Lyxor’s new ETF offers better balance of quality/yield
Lyxor Asset Management has launched an ETF based on its SG Quality Income Index, launched last June.
The Lyxor ETF SG Global Quality Income is launched on the NYSE Euronext exchange. This new fund, designed by Andrew Lapthorne and Dylan Gryce (pictured) of Société Générale Research, offers global exposure to the performance of equities from high quality companies that offer above average, and sustainable, dividend yields.
The Quality Income strategy aims to provide bond-like features (lower risk income) along with equity-like performance (capital appreciation). Lyxor says the fund could provide investors with “an ideal alternative to high yield or corporate bonds”.
As Lyxor explains, “equity returns have been extremely volatile over the past decade. This has pushed many investors who are looking to generate yield and/or limit drawdown risk towards the bond markets. Quality Income stocks represent the most stable companies in the world and can offer investors a less volatile way to benefit from a potentially attractive level of income and capital growth.”
The Lyxor ETF SG Global Quality Income seeks to provide investors with high-quality exposure to global developed equity markets through the SGQI Index.

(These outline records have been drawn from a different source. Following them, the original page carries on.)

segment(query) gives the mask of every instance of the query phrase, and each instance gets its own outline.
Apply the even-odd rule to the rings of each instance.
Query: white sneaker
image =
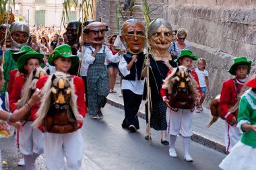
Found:
[[[184,156],[184,160],[187,162],[193,162],[193,159],[189,155],[187,155]]]
[[[18,163],[18,166],[25,166],[25,161],[24,158],[20,159],[20,162]]]
[[[93,115],[92,116],[92,119],[98,119],[98,116],[97,115]]]
[[[169,148],[169,155],[171,157],[176,158],[177,157],[177,154],[176,153],[175,149]]]

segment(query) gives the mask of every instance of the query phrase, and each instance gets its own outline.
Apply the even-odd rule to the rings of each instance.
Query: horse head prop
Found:
[[[169,104],[172,108],[193,109],[195,97],[199,96],[197,83],[193,79],[190,71],[184,66],[174,69],[164,81],[162,88],[168,91]]]
[[[56,72],[48,79],[42,91],[45,94],[33,126],[42,124],[44,131],[59,134],[77,130],[78,121],[84,118],[78,113],[70,75]]]
[[[36,85],[38,79],[46,75],[47,75],[46,73],[41,67],[36,68],[33,71],[23,86],[24,89],[22,90],[22,97],[16,103],[18,108],[22,108],[28,101],[36,89]],[[32,120],[31,115],[28,117],[23,118],[23,120]]]

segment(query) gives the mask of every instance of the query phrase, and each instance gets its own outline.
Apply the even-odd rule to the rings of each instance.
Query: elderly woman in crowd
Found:
[[[185,43],[187,38],[187,31],[183,28],[178,30],[176,36],[177,41],[173,42],[169,48],[169,52],[172,54],[173,59],[177,59],[181,54],[182,50],[191,50],[191,46]]]

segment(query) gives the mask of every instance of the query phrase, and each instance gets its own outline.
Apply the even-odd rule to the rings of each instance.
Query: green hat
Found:
[[[24,46],[20,48],[19,52],[14,52],[12,54],[12,58],[15,60],[15,62],[17,62],[18,59],[20,56],[22,56],[23,54],[26,54],[27,52],[33,50],[33,49],[28,46]]]
[[[252,61],[247,60],[247,58],[246,58],[245,56],[238,56],[236,58],[234,58],[233,60],[233,64],[231,65],[230,69],[228,70],[229,73],[230,73],[232,75],[236,75],[236,71],[235,68],[236,66],[238,65],[247,65],[249,67],[249,69],[251,69],[251,63],[253,63]]]
[[[26,73],[26,70],[24,69],[24,65],[27,63],[28,60],[30,58],[36,58],[39,60],[41,64],[42,68],[44,67],[44,54],[38,53],[35,50],[31,50],[21,56],[17,60],[18,69],[22,73]]]
[[[70,69],[74,67],[79,62],[79,57],[76,55],[73,55],[71,52],[71,48],[67,44],[63,44],[56,47],[54,52],[51,54],[48,58],[48,63],[50,65],[55,66],[53,61],[58,58],[67,58],[71,59],[71,66]]]
[[[181,59],[185,56],[187,57],[190,57],[193,60],[198,60],[198,57],[193,55],[193,53],[192,53],[192,51],[190,50],[182,50],[181,51],[181,55],[178,57],[178,58],[177,58],[176,60],[174,60],[175,62],[178,62],[179,59]]]

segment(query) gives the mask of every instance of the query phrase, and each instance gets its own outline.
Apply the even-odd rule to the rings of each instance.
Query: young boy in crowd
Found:
[[[223,83],[219,105],[222,110],[222,114],[226,119],[224,140],[228,153],[239,141],[241,136],[239,129],[236,127],[237,117],[236,118],[235,113],[231,113],[229,109],[237,102],[237,95],[247,79],[252,62],[247,60],[245,56],[235,58],[228,71],[235,77]]]

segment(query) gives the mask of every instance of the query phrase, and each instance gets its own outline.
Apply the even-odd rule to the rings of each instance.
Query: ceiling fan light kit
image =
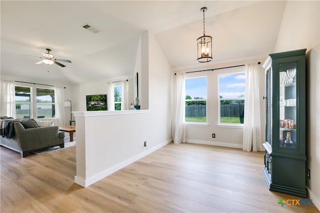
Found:
[[[42,56],[38,57],[39,58],[42,58],[42,60],[40,60],[40,61],[38,61],[38,62],[36,63],[36,64],[40,64],[42,63],[44,63],[46,64],[50,65],[50,64],[52,64],[54,63],[55,63],[56,64],[62,67],[64,67],[66,66],[65,65],[64,65],[60,63],[59,63],[57,61],[64,61],[65,62],[68,62],[68,63],[72,63],[70,60],[58,59],[58,58],[54,58],[54,56],[53,54],[50,53],[50,52],[51,51],[50,49],[46,48],[46,50],[48,51],[48,52],[46,53],[42,52]],[[22,55],[26,55],[27,56],[36,57],[37,58],[38,57],[38,56],[34,56],[33,55],[24,55],[24,54],[22,54]]]
[[[208,62],[212,60],[212,37],[206,35],[204,28],[204,12],[206,7],[202,7],[200,10],[204,13],[204,35],[196,39],[198,44],[198,59],[199,63]]]

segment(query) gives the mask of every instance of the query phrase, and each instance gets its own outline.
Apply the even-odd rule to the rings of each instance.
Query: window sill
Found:
[[[244,128],[243,125],[219,124],[217,124],[216,126],[218,127],[222,127],[222,128],[234,128],[234,129],[243,129]]]
[[[192,126],[196,127],[208,127],[209,124],[208,123],[184,123],[186,126]]]

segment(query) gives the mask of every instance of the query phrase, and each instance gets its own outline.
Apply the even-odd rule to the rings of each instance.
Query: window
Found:
[[[218,75],[219,123],[244,123],[244,72]]]
[[[206,122],[206,76],[186,79],[186,122]]]
[[[54,117],[54,89],[16,86],[15,90],[16,118]]]
[[[31,116],[31,88],[16,86],[16,118]]]
[[[36,115],[38,118],[54,117],[54,90],[36,88]]]
[[[121,110],[122,86],[116,86],[114,87],[114,110]]]

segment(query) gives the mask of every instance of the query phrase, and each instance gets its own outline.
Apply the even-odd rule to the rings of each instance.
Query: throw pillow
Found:
[[[19,120],[24,129],[40,127],[36,120],[33,118],[25,118]]]
[[[48,127],[54,125],[54,121],[36,121],[40,127]]]

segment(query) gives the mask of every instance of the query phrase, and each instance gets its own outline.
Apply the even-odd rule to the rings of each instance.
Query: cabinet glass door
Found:
[[[296,63],[280,64],[279,146],[296,148]]]

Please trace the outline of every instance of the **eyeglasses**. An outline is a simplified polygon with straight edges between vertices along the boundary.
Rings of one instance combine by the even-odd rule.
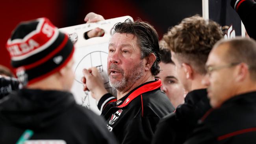
[[[240,62],[232,63],[226,65],[219,66],[206,66],[205,69],[206,70],[206,74],[210,76],[211,73],[214,70],[219,70],[223,68],[229,68],[236,66],[241,63]]]

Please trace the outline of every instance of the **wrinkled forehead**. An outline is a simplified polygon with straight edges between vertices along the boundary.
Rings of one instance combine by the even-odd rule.
[[[137,38],[134,35],[126,33],[115,33],[110,39],[109,47],[131,47],[137,49],[139,47]]]

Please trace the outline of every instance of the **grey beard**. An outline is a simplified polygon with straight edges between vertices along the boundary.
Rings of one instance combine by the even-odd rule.
[[[110,86],[119,91],[124,91],[129,89],[137,81],[143,76],[142,63],[139,64],[134,69],[135,70],[128,72],[128,73],[130,74],[130,76],[123,76],[121,80],[119,81],[112,83],[110,80],[110,76],[109,76]]]

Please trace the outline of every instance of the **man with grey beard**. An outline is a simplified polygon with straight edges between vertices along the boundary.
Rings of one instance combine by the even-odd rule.
[[[108,71],[117,100],[105,89],[96,68],[84,69],[84,90],[98,101],[109,130],[121,144],[150,143],[159,120],[174,109],[161,91],[158,35],[148,23],[116,24],[108,47]]]

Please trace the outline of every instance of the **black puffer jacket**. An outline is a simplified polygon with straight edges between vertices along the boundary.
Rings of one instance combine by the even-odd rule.
[[[76,104],[69,92],[24,89],[0,101],[0,144],[26,138],[44,143],[58,140],[67,144],[116,144],[104,120]],[[30,137],[22,136],[28,131],[32,131],[26,133]]]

This Index has been designed by Société Générale Research using a proprietary index methodology, which focuses on stocks that offer a high dividend yield. Stocks are selected from a universe of high-quality companies that are deemed to offer profitability, operating efficiency and balance sheet strength.
The Index philosophy is based on two simple ideas: first, a large portion of historical total returns from the equity markets come from dividend yield; and, second, high quality companies tend to outperform poorer quality companies.
This Index seeks to deliver a similar risk profile to many low volatility strategies with the added advantage of a higher dividend yield.